まずはFleet本体をインストールしていきましょう。Fleet は基本的に JetBrains Toolbox App 経由でインストールする必要があります。
Toolbox App とは、JetBrainsが提供しているIDEやサービスをまとめて管理できるアプリケーションです。
画像出典:https://www.jetbrains.com/toolbox-app/
Toolbox Appを利用することで、IntelliJ IDEAやAndroid Studioなどのインストールやバージョン管理もまとめて行えるようになるので、Kotlinを扱うのであれば最優先で入れておきたいアプリケーションと言っても過言ではありません。
ということで、Toolbox Appがまだインストールされていない場合は、そちらからインストールしましょう。
Toolbox Appは、下記公式ページより無料でインストールできます。
https://www.jetbrains.com/ja-jp/toolbox-app/
Toolbox Appを起動させるとJetBrainsが提供している様々なアプリケーションが表示されるので、その中から Fleet を選んで install をクリックするとFleetをインストールすることができます。(画像は既にFleetがインストールされている状態のものです)
インストールが完了すると、Fleet を使い始めることができます。
しかし、実はこれだけではまだKotlinのコードは実行できません。(コードエディタとして、Kotlinのコードを記述することはできます)
次のステップでKotlinのコードを実行するための環境を整えていきましょう。
POINT!
・Fleetをインストールするには、JetBrains Toolbox Appが必要!

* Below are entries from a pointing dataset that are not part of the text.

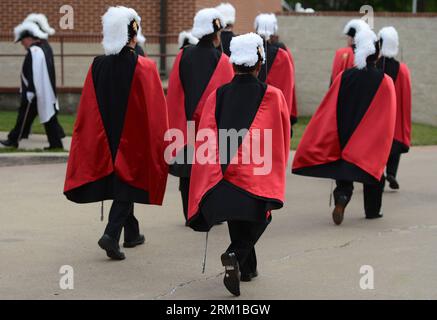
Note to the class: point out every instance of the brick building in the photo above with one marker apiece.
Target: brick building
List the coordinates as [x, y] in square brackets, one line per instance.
[87, 13]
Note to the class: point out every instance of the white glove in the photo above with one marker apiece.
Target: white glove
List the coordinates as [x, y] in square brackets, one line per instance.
[30, 96]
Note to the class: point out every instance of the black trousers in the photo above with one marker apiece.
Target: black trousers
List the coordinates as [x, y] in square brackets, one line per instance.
[26, 115]
[184, 188]
[372, 195]
[121, 217]
[244, 235]
[23, 122]
[393, 164]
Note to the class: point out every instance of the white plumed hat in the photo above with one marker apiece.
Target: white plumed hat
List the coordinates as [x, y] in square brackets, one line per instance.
[186, 35]
[390, 42]
[42, 22]
[246, 49]
[207, 21]
[266, 25]
[28, 28]
[354, 26]
[365, 41]
[228, 12]
[116, 28]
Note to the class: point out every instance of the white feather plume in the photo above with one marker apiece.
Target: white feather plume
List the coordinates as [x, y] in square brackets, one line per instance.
[245, 48]
[228, 12]
[390, 42]
[115, 28]
[365, 46]
[30, 27]
[186, 35]
[41, 20]
[357, 24]
[203, 22]
[266, 25]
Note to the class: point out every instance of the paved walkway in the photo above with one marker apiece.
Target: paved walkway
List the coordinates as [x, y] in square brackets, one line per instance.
[36, 141]
[302, 255]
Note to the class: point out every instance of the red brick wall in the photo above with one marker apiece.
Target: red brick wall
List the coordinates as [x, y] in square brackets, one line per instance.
[87, 13]
[247, 10]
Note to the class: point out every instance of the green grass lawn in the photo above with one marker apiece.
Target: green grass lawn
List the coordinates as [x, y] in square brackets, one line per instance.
[422, 134]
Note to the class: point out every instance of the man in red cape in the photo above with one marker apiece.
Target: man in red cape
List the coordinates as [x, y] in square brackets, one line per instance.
[401, 76]
[279, 68]
[117, 150]
[198, 70]
[344, 58]
[350, 136]
[245, 118]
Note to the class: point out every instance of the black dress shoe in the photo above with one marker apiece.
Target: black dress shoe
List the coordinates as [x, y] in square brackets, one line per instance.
[132, 244]
[60, 148]
[232, 273]
[247, 277]
[373, 217]
[111, 247]
[340, 207]
[393, 183]
[9, 143]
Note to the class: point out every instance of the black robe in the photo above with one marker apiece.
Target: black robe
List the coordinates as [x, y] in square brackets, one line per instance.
[333, 146]
[391, 67]
[236, 107]
[196, 68]
[111, 83]
[226, 38]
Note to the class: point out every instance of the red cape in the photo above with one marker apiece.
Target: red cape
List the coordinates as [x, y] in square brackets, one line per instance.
[370, 144]
[281, 76]
[403, 101]
[176, 97]
[272, 114]
[343, 60]
[294, 104]
[140, 157]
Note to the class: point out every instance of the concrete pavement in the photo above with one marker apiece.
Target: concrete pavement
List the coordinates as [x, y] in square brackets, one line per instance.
[302, 255]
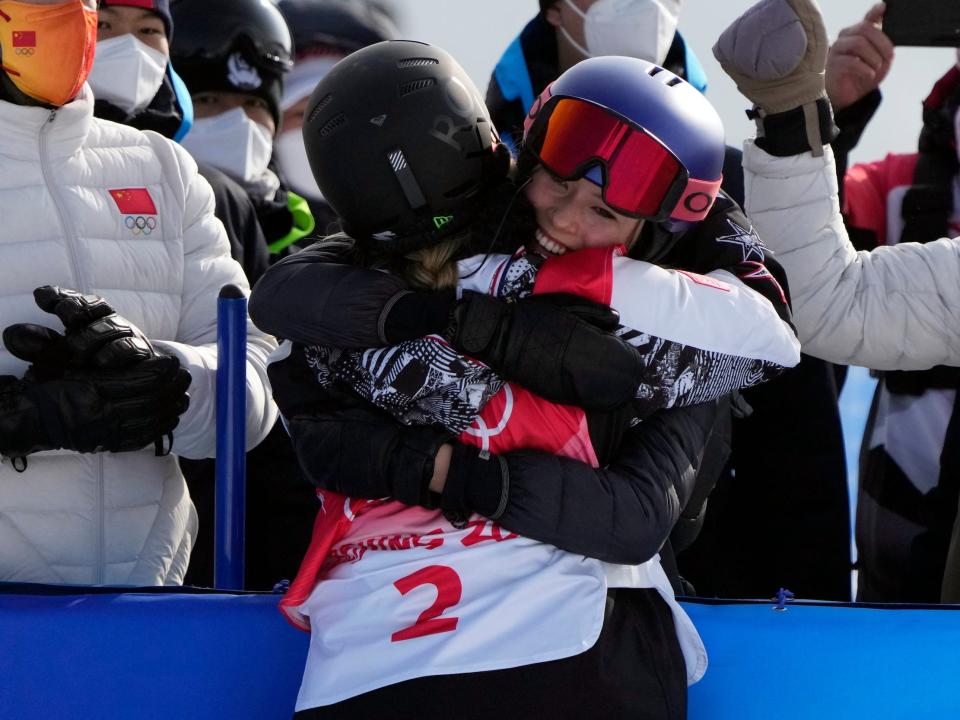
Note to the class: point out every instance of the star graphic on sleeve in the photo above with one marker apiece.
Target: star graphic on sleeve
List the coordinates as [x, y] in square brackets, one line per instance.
[750, 243]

・JetBrains Toolbox Appは、JetBrainsが提供するIDEをまとめて管理ができる便利なアプリケーション!
・Kotlinのコードを実行するには、さらに環境設定が必要となるので注意!
Kotlinの実行環境を構築する
Fleet で Kotlin を実行するには、JDK というJava言語で開発を行うためのパッケージと、Gradle というビルドツールがPCにインストールされている必要があります。
「え?Java?いやいや、Kotlin を動かしたいんだけど?」と、疑問に思うかもしれませんが、Kotlin は JVM(Java Virtual Machine)上で動作する言語として設計されているので、結果的に Java が必要とするツールが Kotlin でも必要になります。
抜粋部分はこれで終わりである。